Advances in MgO Nanoparticle Synthesis: Pathways to Future Antimicrobial Applications

Abstract

Magnesium oxide (MgO) nanoparticles (NPs) have gathered significant attention in recent years due to their promising antimicrobial properties and potential applications in various fields. These nanoparticles exhibit unique physicochemical characteristics, including a high surface area-to-volume ratio and exceptional stability. These attributes enable MgO nanoparticles to interact effectively with microorganisms, making them potent agents against a wide range of bacteria, fungi, and even some viruses. The antimicrobial activity of MgO nanoparticles is primarily attributed to their ability to produce reactive oxygen species (ROS) upon contact with moisture or biological fluids.

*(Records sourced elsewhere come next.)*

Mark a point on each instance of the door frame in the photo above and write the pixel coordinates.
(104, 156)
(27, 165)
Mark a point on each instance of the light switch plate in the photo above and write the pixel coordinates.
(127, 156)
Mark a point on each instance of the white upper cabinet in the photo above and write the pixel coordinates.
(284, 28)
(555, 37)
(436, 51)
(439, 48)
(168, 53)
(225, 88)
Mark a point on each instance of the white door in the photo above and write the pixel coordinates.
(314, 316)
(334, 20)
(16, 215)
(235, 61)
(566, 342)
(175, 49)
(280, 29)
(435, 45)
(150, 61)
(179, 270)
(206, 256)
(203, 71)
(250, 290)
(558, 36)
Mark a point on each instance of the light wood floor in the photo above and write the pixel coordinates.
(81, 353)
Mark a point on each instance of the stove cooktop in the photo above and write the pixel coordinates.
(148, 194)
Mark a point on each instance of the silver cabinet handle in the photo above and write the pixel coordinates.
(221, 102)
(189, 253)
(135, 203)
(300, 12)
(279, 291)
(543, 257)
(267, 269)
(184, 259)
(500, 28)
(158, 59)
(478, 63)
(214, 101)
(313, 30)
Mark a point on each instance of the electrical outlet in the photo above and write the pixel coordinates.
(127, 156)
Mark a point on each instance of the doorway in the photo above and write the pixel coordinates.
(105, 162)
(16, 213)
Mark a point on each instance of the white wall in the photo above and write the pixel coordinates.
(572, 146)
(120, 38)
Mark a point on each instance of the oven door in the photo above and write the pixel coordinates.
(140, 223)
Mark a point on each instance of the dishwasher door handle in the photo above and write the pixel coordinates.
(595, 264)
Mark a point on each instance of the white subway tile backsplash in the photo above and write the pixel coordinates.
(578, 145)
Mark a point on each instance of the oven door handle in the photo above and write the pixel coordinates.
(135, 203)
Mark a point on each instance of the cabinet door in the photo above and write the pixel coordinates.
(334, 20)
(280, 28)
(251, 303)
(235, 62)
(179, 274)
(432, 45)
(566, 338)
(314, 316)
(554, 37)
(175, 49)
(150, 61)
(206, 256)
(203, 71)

These ROS, such as superoxide ions and hydroxyl radicals, inflict oxidative stress on microbial cells, leading to membrane damage, protein denaturation, and DNA disruption. Furthermore, MgO nanoparticles have shown low toxicity towards mammalian cells, making them attractive candidates for biomedical applications, including wound healing, drug delivery systems, and surface coatings for medical devices. The crystal size of MgO nanoparticles plays a crucial role in their antimicrobial properties, as smaller particles tend to exhibit enhanced antimicrobial activity due to their larger surface area, which facilitates greater interaction with microorganisms. Overall, MgO nanoparticles possess immense potential as antimicrobial agents, offering a novel approach against microbial infections. Based on the above, the present paper describes the development of a reproducible and cost-effective size-controlled synthesis route for nanoscale MgO as a function of crystal size. Nanoscale MgO was produced through the thermal decomposition of Mg-carbonate hydrate precursor (hydromagnesite) synthesized in aqueous phase and 80:20 ethanol:water mixture. The formation of the MgO phase, with an average crystallite size between 14.7 and 25.9 nm, was evidenced by X-Ray Diffraction (XRD), Infrared Spectroscopy (FT-IR), and Transmission Electron Microscopy (TEM) analyses. Thermogravimetric analyses were used to monitoring the weight loss percentage and the evolution from the precursor to the desired structure.